Of the three works on this recording, Igor Levit has probably lived with Beethoven's Diabelli variations the longest. It was first introduced to him by his piano teacher when he was just 15 years old. "He said, 'I think the Diabelli Variations are going to be your piece. Look at it.' So he gave me the pages and they were in the wrong order. So basically I started reading from the middle of the piece and it was quite exciting.

"What I think is very important about it is the experience of expressions. Beethoven writes this most incredible piece, 33 variations. And what you experience, very often, is that … it's like if you cook with ingredients which do not fit together at all. Sometimes, within one variation there are emotions which do not fit together at all. In the end, though, you realize, 'Hey. That's the one and only possible way.' And you make this incredible journey from the theme … to the end. Once someone from the audience came and said, 'There's this one variation — it sounds like a musical Tourette's Syndrome.' And I always answer, 'What is so bizarre about that?' That is what human nature is about. All of us, we experience that. So what you experience here in this piece, again, among many, many other experiences, is the pure most intense picture of the human nature. Everything is in it."

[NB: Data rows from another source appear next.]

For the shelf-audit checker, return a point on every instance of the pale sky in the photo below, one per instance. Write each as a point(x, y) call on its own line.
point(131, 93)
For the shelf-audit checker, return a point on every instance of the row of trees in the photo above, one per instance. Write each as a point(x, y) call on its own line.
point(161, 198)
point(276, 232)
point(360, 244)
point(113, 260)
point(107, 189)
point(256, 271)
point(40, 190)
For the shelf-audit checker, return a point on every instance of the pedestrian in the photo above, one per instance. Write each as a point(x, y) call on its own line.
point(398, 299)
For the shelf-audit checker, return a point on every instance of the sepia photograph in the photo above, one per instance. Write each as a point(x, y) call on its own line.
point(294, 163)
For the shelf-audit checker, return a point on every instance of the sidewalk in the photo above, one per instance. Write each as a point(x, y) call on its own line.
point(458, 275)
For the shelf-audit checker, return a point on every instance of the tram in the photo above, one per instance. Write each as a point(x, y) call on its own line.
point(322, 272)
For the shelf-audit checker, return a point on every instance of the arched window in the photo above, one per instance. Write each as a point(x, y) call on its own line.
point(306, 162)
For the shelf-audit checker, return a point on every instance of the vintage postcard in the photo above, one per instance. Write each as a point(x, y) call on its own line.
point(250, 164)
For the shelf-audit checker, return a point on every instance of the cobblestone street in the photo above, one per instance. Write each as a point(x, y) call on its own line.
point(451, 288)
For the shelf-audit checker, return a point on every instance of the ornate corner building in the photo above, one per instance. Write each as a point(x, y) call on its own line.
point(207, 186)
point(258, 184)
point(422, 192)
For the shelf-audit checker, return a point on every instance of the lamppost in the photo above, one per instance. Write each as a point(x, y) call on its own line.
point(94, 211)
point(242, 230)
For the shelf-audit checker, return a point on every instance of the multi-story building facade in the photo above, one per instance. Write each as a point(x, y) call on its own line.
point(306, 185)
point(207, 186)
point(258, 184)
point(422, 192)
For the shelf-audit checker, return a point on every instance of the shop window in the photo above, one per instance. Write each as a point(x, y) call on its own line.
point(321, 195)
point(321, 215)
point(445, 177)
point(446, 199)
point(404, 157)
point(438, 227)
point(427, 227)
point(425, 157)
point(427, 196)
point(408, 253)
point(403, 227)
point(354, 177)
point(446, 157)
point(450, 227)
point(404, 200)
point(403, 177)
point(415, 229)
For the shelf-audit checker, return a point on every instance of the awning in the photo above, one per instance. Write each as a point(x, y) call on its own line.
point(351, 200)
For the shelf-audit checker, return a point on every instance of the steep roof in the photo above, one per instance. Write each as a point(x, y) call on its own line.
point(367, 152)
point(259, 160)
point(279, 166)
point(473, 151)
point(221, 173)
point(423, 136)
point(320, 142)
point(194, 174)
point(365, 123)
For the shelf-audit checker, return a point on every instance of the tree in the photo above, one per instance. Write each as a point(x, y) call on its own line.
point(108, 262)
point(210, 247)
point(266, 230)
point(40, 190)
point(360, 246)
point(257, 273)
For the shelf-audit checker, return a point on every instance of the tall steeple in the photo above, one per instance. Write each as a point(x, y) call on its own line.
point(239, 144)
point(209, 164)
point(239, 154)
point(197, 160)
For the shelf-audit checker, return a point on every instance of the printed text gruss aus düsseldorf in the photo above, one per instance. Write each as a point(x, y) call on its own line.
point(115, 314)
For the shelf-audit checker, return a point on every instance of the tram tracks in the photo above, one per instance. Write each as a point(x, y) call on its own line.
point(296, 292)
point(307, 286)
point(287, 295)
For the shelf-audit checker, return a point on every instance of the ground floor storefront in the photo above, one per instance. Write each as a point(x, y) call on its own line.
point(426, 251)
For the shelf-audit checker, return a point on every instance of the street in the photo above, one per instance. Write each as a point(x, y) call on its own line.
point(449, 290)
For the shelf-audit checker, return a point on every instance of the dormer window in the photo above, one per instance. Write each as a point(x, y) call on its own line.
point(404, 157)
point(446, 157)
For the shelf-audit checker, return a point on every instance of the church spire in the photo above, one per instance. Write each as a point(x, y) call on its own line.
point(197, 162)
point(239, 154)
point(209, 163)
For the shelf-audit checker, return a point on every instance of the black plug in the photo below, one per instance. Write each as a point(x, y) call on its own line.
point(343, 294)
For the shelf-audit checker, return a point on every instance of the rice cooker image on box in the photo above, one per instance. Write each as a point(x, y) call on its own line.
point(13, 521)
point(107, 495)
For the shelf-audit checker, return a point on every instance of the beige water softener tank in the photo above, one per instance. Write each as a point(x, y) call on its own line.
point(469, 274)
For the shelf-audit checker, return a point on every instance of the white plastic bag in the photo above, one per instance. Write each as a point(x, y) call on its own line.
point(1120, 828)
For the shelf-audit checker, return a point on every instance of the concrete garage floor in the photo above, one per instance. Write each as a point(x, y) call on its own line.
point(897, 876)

While he was working on both the Diabelli and the Goldberg variations, Igor Levitt decided to also master another very challenging set by American composer Frederic Rzewski. Igor was just 16 when he discovered "The People United Will never be Defeated," and he was absolutely amazed. He ordered the music and was absolutely horrified he couldn't play a note at the time. "But since then I've been working slowly on 'The People United'," he admits. "I realized that this piece, 'The People United,' really is one of the most significant compositions, musical works, ever written by one of the significant composers of our time. And I think this piece is right up there with Goldberg and Diabelli. And I know for some people that sounds provoking, but I stand there and say absolutely this is the case."

Music that explores the human condition by Bach, Beethoven and Rzewski all compiled into one complete collection by Igor Levit, a young artist who is molding the future of classical music.